Not falling back to document RAG when learned memory is stale — outdated insights.
GraphRAG without relationship validation — hallucinated entity connections.
Exposing raw memory access without MCP tool abstraction — security risk.
Not versioning procedural skills — untraceable skill evolution.
Missing privacy exclusions in learned memory store — PII in derived insights.
Skipping source attribution in hybrid retrieval — agent can't trust the answer source.
Over-indexing in GraphRAG — expensive and slow for simple queries that learned memory handles.

KPIs

Learned memory hit rate: % of queries answered without document RAG (target: >60%).
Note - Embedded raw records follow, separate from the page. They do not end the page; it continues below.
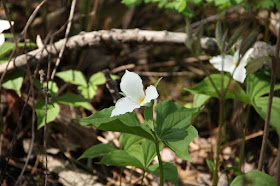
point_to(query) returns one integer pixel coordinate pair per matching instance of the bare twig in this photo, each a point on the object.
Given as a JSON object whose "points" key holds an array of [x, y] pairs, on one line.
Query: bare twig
{"points": [[269, 106], [73, 5], [98, 38], [112, 86], [165, 74]]}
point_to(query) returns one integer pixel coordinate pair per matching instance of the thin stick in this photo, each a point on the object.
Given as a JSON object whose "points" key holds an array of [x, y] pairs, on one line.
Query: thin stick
{"points": [[99, 38], [268, 112], [73, 5]]}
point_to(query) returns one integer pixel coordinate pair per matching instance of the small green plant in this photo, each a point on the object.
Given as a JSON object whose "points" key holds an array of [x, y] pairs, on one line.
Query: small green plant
{"points": [[141, 142], [87, 90]]}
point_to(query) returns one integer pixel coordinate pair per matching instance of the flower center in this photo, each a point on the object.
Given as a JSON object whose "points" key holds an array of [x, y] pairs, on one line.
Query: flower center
{"points": [[141, 100]]}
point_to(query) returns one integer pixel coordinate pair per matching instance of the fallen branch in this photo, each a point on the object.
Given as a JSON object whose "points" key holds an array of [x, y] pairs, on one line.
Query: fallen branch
{"points": [[97, 38]]}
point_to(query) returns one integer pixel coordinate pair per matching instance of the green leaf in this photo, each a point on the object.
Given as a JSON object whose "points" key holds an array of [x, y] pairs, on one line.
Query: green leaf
{"points": [[73, 100], [253, 178], [236, 170], [126, 123], [169, 172], [260, 104], [4, 60], [52, 87], [51, 113], [14, 81], [205, 87], [210, 165], [256, 64], [97, 150], [127, 140], [200, 99], [173, 127], [73, 76], [88, 92], [258, 84], [248, 42], [142, 149], [131, 2], [121, 158], [233, 39]]}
Document RAG fallback rate: % of queries requiring document RAG (target: <30%).
GraphRAG multi-hop accuracy: correctness of multi-hop answers (target: >85%).
MCP tool invocation success rate: % of tool calls succeeding (target: >99%).
Procedural skill reuse rate: % of skills reused across sessions (target: >40%).
End-to-end query latency: learned memory vs. full document RAG (target: 10x faster for learned).
Token savings from learned memory fast path: tokens saved vs. full RAG on every query.
Staleness detection rate: % of learned memory flagged as potentially stale.